This is my Pause for Thought from today's Roger Royle programme on Radio 2.
Reproduced on the Hopeful Imagination blog with kind permission from the BBC. You can listen again here, 30 minutes into the show.
Good morning, and happy Christmas.
It’s a strange day, Christmas day, isn’t it? I mean, at one level it’s a day like any other, falling rather predictably between the 24th and 26th days of the 12th month. But at another level it’s a day like no other.
We’ve been building up to it for weeks, months even, and the sense of anticipation has been mounting inexorably. From garish grottos in garden centres, to cheesy canned Christmas music round every corner, there has been no escaping the increasingly imminent arrival of Christmas day itself.
And now it’s here, it’s arrived.

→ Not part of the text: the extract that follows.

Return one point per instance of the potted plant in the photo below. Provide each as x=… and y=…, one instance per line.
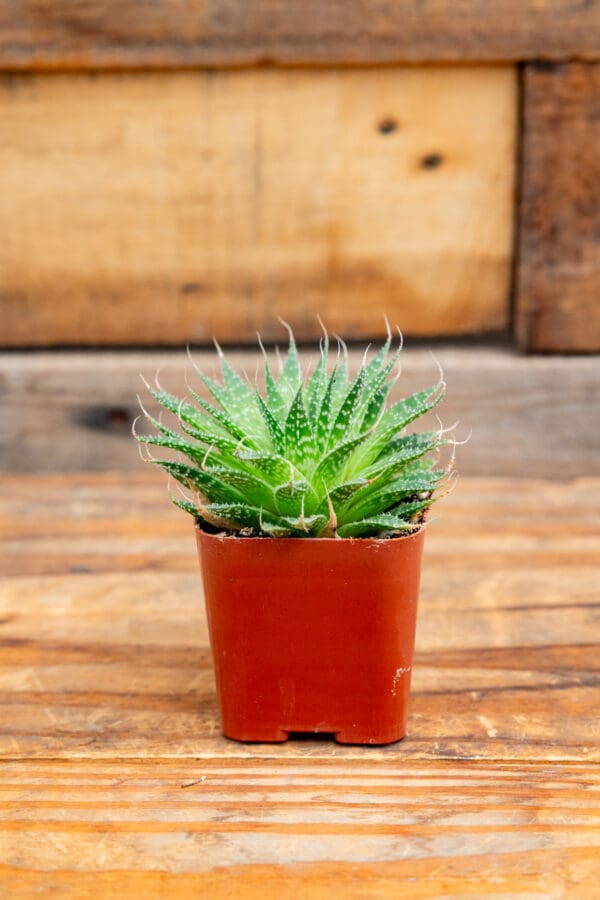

So happy Christmas.
And what, I wonder, will today hold? Giving? Receiving?; Eating? Drinking?; Family? Loneliness?; Happiness? Sadness? For each of us, today will bring a unique mixture of emotions and activities. But then, as quickly as it began, it’ll all be over. The day passes, and we wonder where on earth it went.
And also, we might wonder, what on earth it meant? Dinah Washington famously sang ‘What a difference a day makes’, and we might well ask this as a question of Christmas day. Just what difference does this one day make?
Within the Christian tradition, Christmas is a day of celebration, but it’s also a day of remembrance. It points back in time to another day, long past, when a young woman gave birth to a child. Just another day, just another birth. And yet Christians believe that that day, that that birth, in some way changed everything. The birth-day of Jesus, one moment in history, one day among many, is celebrated as the moment history changed, the moment God became human.
The Canadian singer Bruce Cockburn puts it beautifully in his song Cry of a tiny babe: Like a stone on the surface of a still river, Driving the ripples on forever, Redemption rips through the surface of time in the cry of a tiny babe.